The middle and upper-middle class is limited in Bangladesh. Moreover, the local market is very price sensitive so most resorts are finding it difficult to make money, he said.
“We desperately need to attract high-end international leisure tourists. But we have yet to brand our country as a tourist destination internationally,” said Rahman.
Of late, however, the government has started to show interest in raising awareness of the country as a tourist destination. It hosted the PATA New Tourism Frontiers Forum 2016 recently and will also host the UNWTO Joint Commission Meeting in May.
PATA CEO Mario Hardy said: “Bangladesh has potential but there is work to be done in infrastructure. The first step is to create confidence among locals that they have something to offer and at the same time the government has to put in money to make the destination ready to welcome more tourists. It is not going to happen overnight and will need a series of activities to make it possible.”
According to Bangladesh tourism minister, Rashed Khan Menon, a national policy for tourism was declared in 2010 with the objective of promoting Bangladesh in the overseas markets.

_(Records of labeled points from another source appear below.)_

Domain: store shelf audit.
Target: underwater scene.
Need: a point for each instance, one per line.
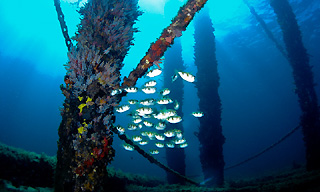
(160, 95)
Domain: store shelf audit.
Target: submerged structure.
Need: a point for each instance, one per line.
(173, 61)
(210, 130)
(93, 72)
(92, 87)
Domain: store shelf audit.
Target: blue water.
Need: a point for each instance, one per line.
(259, 105)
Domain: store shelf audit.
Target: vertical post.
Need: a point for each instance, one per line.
(210, 130)
(173, 61)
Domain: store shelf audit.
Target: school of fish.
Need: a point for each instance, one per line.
(150, 116)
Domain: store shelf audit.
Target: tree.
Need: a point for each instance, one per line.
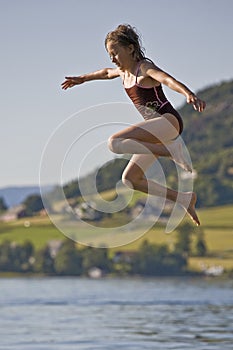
(201, 248)
(33, 204)
(44, 262)
(183, 244)
(68, 260)
(155, 260)
(96, 257)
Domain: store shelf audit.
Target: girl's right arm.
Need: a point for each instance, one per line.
(106, 73)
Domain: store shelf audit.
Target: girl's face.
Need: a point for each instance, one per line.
(120, 55)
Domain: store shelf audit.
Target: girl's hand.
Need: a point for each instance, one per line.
(198, 104)
(72, 81)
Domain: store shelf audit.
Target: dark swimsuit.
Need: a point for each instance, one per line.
(151, 101)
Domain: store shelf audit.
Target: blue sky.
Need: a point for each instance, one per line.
(44, 40)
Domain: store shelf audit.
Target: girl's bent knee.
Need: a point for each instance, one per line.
(114, 144)
(127, 182)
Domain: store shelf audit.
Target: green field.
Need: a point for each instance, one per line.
(217, 224)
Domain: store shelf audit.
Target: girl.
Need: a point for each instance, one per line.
(158, 134)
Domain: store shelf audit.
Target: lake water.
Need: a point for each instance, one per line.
(129, 314)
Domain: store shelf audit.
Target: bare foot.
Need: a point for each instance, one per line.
(190, 208)
(176, 151)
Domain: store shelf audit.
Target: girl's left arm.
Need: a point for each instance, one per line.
(166, 79)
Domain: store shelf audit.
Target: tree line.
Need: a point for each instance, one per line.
(75, 260)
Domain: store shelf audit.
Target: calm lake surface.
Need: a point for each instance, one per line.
(129, 314)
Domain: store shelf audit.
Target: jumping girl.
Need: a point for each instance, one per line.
(158, 134)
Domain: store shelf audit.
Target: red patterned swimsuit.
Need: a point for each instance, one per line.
(151, 101)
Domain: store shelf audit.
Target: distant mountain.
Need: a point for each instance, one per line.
(15, 195)
(208, 137)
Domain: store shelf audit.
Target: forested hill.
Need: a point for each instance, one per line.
(209, 139)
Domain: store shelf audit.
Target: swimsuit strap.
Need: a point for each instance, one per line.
(138, 67)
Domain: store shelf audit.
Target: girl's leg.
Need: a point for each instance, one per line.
(134, 177)
(152, 136)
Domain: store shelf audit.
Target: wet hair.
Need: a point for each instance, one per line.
(126, 35)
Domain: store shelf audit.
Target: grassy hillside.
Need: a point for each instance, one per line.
(217, 224)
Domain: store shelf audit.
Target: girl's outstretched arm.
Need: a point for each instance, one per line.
(106, 73)
(166, 79)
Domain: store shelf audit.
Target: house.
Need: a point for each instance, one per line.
(13, 213)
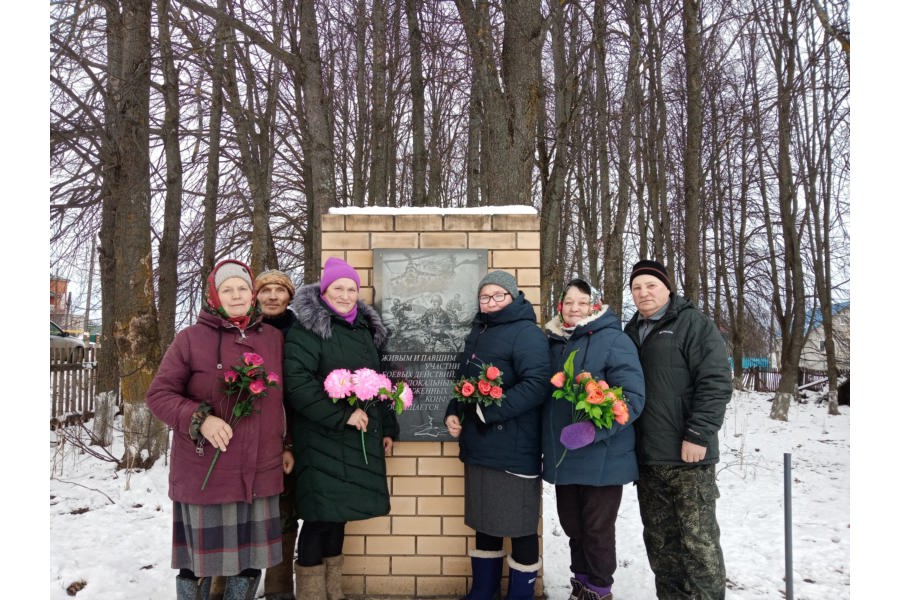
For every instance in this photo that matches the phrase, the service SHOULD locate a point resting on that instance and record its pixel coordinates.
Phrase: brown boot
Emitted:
(279, 581)
(217, 589)
(334, 574)
(310, 582)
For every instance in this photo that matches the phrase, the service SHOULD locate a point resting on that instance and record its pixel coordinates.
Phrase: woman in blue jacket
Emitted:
(500, 444)
(589, 479)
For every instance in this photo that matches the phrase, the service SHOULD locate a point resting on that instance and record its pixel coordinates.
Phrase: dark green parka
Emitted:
(688, 384)
(334, 483)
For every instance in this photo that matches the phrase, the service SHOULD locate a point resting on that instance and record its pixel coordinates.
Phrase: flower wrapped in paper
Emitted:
(594, 404)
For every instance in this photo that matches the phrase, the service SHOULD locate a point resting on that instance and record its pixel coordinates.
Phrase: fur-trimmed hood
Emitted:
(316, 316)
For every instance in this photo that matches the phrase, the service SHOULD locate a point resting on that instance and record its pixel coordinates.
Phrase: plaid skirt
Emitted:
(501, 504)
(225, 539)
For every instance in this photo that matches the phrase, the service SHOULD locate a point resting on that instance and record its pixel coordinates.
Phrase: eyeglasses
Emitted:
(496, 298)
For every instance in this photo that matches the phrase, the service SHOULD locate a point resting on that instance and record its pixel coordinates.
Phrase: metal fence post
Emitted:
(788, 542)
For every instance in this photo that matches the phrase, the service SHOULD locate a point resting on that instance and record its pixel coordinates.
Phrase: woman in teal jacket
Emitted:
(590, 473)
(337, 479)
(500, 445)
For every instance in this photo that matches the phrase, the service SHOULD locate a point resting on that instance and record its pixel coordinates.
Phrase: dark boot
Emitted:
(310, 582)
(217, 588)
(521, 580)
(240, 587)
(279, 579)
(487, 566)
(334, 575)
(593, 592)
(577, 586)
(192, 589)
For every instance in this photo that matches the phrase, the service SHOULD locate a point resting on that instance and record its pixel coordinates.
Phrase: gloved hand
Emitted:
(577, 435)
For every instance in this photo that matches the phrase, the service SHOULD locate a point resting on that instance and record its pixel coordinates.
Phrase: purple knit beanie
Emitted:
(335, 268)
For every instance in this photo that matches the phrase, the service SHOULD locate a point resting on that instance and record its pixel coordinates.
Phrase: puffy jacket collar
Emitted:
(313, 314)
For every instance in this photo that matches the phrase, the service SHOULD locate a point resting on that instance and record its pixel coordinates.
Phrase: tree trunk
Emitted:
(378, 176)
(168, 244)
(319, 150)
(135, 326)
(792, 319)
(693, 135)
(211, 193)
(613, 255)
(510, 97)
(417, 93)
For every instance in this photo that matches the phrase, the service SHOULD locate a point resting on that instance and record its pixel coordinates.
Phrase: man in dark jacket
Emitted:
(275, 291)
(688, 384)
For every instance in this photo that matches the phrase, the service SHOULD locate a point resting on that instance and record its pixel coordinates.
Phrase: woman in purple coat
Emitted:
(226, 472)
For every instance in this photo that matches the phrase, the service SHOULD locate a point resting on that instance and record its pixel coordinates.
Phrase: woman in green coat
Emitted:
(341, 474)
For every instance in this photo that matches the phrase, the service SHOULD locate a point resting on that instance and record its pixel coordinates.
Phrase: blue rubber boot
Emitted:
(521, 580)
(487, 566)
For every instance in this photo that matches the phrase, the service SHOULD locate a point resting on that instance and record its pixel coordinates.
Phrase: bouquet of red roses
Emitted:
(486, 389)
(249, 376)
(595, 404)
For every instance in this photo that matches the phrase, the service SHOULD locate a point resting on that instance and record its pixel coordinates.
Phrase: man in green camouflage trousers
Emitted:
(688, 384)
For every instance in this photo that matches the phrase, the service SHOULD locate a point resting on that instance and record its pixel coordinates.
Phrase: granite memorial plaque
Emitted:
(427, 299)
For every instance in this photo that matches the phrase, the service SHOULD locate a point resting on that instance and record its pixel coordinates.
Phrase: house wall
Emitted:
(420, 549)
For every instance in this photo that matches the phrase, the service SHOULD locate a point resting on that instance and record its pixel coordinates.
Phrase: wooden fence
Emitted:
(73, 385)
(767, 380)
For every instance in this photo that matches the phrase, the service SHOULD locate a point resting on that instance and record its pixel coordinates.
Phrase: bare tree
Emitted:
(508, 96)
(127, 168)
(168, 244)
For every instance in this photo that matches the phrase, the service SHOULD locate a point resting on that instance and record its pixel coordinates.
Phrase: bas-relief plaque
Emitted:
(427, 299)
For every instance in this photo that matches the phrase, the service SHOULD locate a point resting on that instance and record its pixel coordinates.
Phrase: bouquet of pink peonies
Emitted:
(249, 376)
(367, 386)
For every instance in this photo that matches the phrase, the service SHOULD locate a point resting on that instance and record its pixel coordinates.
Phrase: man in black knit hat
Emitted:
(688, 384)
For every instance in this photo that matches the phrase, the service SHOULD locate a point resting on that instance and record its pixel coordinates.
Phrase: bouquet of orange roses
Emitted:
(486, 389)
(594, 404)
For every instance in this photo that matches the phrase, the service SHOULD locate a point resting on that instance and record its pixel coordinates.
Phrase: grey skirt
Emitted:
(225, 539)
(501, 504)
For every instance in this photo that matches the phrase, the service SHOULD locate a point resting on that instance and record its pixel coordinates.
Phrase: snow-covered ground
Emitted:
(111, 530)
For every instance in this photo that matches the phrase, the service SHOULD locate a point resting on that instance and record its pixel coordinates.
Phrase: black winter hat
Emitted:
(650, 267)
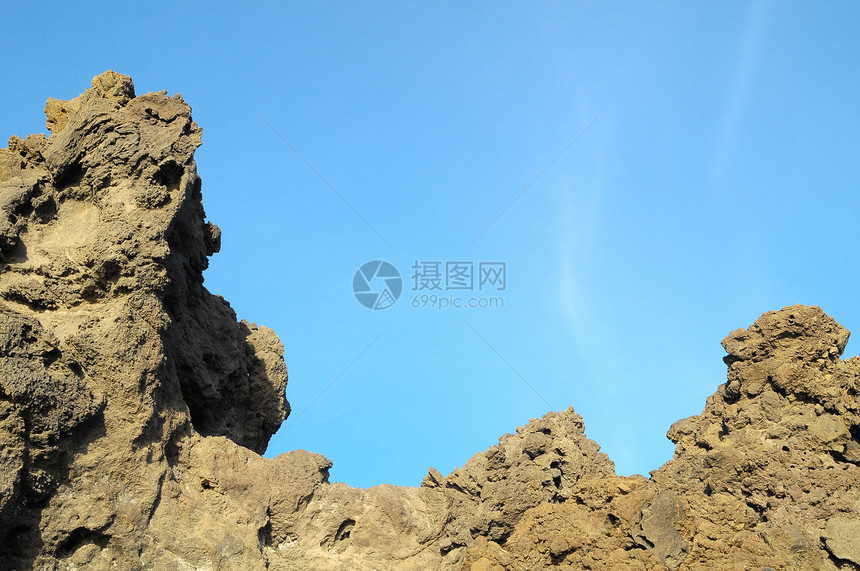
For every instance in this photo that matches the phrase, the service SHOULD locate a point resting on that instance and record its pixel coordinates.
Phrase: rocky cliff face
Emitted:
(134, 407)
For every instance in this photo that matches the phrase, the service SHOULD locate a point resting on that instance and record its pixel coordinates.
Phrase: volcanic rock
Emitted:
(134, 408)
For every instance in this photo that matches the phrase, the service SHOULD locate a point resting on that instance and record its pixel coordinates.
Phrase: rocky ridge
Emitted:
(134, 408)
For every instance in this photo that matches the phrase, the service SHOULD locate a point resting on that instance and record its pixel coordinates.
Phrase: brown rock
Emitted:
(134, 407)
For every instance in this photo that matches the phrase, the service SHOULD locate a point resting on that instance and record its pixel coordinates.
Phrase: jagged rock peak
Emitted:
(134, 406)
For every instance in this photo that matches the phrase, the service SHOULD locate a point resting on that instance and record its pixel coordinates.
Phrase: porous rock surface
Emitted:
(134, 408)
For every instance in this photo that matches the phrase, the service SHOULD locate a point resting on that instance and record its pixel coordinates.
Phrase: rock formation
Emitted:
(134, 408)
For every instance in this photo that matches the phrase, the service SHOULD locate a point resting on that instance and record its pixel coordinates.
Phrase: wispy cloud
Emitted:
(749, 54)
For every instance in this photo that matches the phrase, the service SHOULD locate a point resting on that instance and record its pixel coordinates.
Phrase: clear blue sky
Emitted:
(719, 182)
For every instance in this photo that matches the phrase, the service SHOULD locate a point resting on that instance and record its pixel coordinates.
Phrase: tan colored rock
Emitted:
(134, 408)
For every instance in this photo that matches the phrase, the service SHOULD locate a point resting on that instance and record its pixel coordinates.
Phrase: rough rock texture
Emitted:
(134, 407)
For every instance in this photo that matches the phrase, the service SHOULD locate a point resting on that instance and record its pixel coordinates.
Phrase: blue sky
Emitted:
(717, 180)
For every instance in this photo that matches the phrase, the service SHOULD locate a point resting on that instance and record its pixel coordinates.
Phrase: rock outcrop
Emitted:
(134, 408)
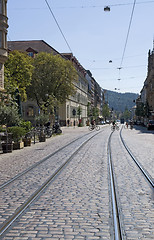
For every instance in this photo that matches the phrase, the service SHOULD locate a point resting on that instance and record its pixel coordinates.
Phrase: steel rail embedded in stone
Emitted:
(146, 174)
(116, 218)
(36, 194)
(38, 163)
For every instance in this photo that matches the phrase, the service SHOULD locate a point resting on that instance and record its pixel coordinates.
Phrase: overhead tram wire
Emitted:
(58, 25)
(127, 35)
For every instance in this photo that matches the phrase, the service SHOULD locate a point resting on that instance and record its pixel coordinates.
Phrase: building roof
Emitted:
(37, 45)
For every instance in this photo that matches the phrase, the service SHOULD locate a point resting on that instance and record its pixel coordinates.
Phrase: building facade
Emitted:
(145, 102)
(68, 112)
(3, 40)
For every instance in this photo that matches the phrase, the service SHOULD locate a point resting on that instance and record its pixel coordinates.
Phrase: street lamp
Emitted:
(107, 9)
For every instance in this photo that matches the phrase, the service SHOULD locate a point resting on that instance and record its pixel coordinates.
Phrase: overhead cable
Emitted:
(58, 25)
(127, 35)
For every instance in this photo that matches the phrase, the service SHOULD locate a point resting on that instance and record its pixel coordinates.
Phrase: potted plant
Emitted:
(8, 116)
(17, 134)
(27, 125)
(41, 120)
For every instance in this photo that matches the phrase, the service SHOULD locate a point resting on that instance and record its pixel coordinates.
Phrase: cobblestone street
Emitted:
(77, 204)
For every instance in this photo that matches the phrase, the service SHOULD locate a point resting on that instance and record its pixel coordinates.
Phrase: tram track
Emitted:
(119, 226)
(8, 222)
(143, 170)
(38, 163)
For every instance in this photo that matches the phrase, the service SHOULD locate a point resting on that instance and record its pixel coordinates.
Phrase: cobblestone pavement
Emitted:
(17, 192)
(135, 195)
(19, 160)
(76, 205)
(141, 142)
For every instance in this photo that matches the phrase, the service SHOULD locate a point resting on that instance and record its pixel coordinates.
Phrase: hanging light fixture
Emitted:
(107, 9)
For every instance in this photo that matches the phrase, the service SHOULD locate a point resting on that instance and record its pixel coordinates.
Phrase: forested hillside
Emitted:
(120, 101)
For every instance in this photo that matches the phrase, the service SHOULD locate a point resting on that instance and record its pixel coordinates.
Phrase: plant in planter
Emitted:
(41, 120)
(17, 134)
(8, 117)
(27, 125)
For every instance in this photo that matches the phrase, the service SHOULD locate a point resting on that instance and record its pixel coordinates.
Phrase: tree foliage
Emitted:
(18, 73)
(52, 80)
(9, 115)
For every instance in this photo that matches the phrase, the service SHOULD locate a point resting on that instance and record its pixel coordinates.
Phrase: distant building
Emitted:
(150, 84)
(3, 40)
(67, 111)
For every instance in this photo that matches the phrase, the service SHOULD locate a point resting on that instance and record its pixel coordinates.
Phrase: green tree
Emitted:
(106, 111)
(126, 114)
(18, 73)
(52, 80)
(9, 115)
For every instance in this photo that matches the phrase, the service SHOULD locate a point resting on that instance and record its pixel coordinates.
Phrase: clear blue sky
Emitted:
(94, 36)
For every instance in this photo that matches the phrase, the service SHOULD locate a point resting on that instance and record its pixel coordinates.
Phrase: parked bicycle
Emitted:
(114, 127)
(92, 127)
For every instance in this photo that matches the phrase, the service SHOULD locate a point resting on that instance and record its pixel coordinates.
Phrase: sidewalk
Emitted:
(19, 160)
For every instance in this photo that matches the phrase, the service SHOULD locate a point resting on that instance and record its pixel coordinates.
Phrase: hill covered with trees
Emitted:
(120, 101)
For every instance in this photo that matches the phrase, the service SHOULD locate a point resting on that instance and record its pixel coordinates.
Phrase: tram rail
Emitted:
(8, 222)
(143, 170)
(38, 163)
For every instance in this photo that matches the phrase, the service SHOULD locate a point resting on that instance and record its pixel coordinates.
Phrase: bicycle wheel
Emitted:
(97, 128)
(90, 128)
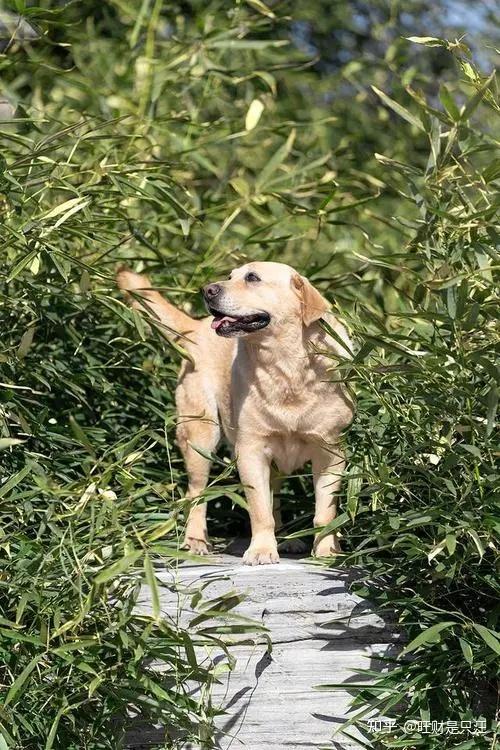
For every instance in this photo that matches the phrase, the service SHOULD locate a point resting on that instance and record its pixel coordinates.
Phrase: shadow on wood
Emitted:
(320, 633)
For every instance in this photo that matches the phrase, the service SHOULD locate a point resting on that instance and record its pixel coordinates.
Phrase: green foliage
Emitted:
(423, 483)
(183, 138)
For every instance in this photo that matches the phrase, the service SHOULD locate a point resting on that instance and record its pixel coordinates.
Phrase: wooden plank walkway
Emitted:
(320, 633)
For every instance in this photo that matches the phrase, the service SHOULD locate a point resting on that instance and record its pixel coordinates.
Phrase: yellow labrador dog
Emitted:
(261, 375)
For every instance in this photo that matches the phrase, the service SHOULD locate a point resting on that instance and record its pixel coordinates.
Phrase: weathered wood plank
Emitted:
(321, 634)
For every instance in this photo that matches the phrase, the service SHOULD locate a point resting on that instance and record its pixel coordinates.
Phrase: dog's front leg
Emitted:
(254, 471)
(328, 466)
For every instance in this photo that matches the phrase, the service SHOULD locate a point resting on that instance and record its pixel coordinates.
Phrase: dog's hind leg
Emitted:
(197, 439)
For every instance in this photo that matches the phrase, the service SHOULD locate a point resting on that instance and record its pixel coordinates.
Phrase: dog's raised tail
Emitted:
(171, 321)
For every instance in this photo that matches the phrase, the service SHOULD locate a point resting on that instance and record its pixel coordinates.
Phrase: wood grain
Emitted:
(321, 634)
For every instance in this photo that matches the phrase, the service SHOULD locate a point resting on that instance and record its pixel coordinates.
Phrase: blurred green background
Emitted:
(356, 141)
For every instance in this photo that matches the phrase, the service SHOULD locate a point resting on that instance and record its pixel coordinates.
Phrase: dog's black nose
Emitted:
(211, 291)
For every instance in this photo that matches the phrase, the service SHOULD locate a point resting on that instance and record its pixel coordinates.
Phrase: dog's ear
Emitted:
(314, 305)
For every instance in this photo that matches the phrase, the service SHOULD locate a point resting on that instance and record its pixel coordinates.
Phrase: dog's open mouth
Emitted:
(231, 325)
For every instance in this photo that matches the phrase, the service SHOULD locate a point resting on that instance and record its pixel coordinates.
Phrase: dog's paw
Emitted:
(293, 547)
(261, 555)
(326, 547)
(197, 546)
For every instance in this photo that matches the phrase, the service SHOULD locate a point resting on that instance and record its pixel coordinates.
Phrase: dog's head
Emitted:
(261, 296)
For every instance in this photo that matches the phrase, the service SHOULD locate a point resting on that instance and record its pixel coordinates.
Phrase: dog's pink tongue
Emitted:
(217, 322)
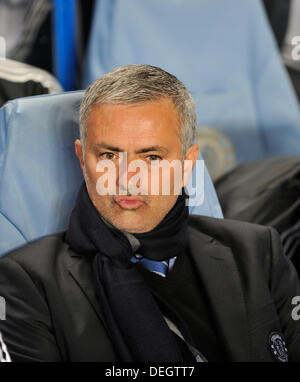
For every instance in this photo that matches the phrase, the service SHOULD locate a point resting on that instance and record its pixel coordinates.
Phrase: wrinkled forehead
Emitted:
(128, 122)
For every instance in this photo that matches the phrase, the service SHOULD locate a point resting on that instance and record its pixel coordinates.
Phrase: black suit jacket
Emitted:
(53, 313)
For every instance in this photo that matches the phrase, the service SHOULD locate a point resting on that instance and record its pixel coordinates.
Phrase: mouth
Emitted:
(129, 203)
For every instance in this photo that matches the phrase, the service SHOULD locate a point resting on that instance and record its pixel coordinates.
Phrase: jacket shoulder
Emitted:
(39, 253)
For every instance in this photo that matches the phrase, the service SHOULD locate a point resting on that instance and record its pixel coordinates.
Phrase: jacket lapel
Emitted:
(81, 271)
(216, 268)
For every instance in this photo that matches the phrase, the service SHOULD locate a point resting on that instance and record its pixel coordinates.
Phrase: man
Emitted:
(134, 278)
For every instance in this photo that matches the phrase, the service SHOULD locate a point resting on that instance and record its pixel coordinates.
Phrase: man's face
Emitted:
(148, 132)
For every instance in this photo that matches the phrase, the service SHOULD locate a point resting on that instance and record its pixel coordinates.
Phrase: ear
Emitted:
(79, 152)
(189, 162)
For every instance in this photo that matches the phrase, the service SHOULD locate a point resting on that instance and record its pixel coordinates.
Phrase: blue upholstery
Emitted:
(223, 50)
(39, 171)
(64, 42)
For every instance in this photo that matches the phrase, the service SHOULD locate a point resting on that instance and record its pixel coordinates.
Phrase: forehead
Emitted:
(140, 121)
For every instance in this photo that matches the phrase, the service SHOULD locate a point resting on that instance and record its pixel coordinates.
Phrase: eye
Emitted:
(107, 156)
(153, 158)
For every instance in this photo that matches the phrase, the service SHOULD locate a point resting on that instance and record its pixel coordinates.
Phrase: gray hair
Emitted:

However, the political turmoil that ensued in the country had made it difficult to achieve the vision.
Nevertheless, the government is building infrastructure for tourism, said Menon.
“We are expanding the airport in the world’s longest unbroken beach, Cox’s Bazar, for international operations, which is likely to come up by the end of 2017. We are also developing a railway line that will connect Chittagong to Gundum, on the border with Myanmar.
“Bangladesh is home to important Buddhist destinations like Paharpur, which is a UNESCO World Heritage site, and this a market we are looking to tap,” said Menon.
International airlines like China Eastern have expressed interest to operate flights to the airport, he added. Bangladesh is looking to achieve a target of one million international tourist arrivals by the end of 2018, he said.
The government is also coming up with a masterplan that will focus on investment opportunities to develop tourism across the country, which is a first for Bangladesh.
The masterplan will also advise the tourism ministry about the new tourism destinations and attractions in the country that can be promoted domestically as well as internationally.
As well, it will detail the economic and employment benefits that can be drawn through tourism.
One of the plans is to develop an exclusive tourist zone in Cox’s Bazar that will be spread over an area of more than 440 hectares.
The tourist zone will have hotels, restaurants and an amusement park. The government is presently trying to attract potential investors to invest in the project.
“We will provide land to the interested entities on a long-term lease basis,” said Akhtaruz Zaman Khan Kabir, CEO, Bangladesh Tourism Board.
“All the clearances, including environment clearances, will be provided by the government. We expect that within two years after finalising who the investors are, a major part of the tourist zone will be ready.”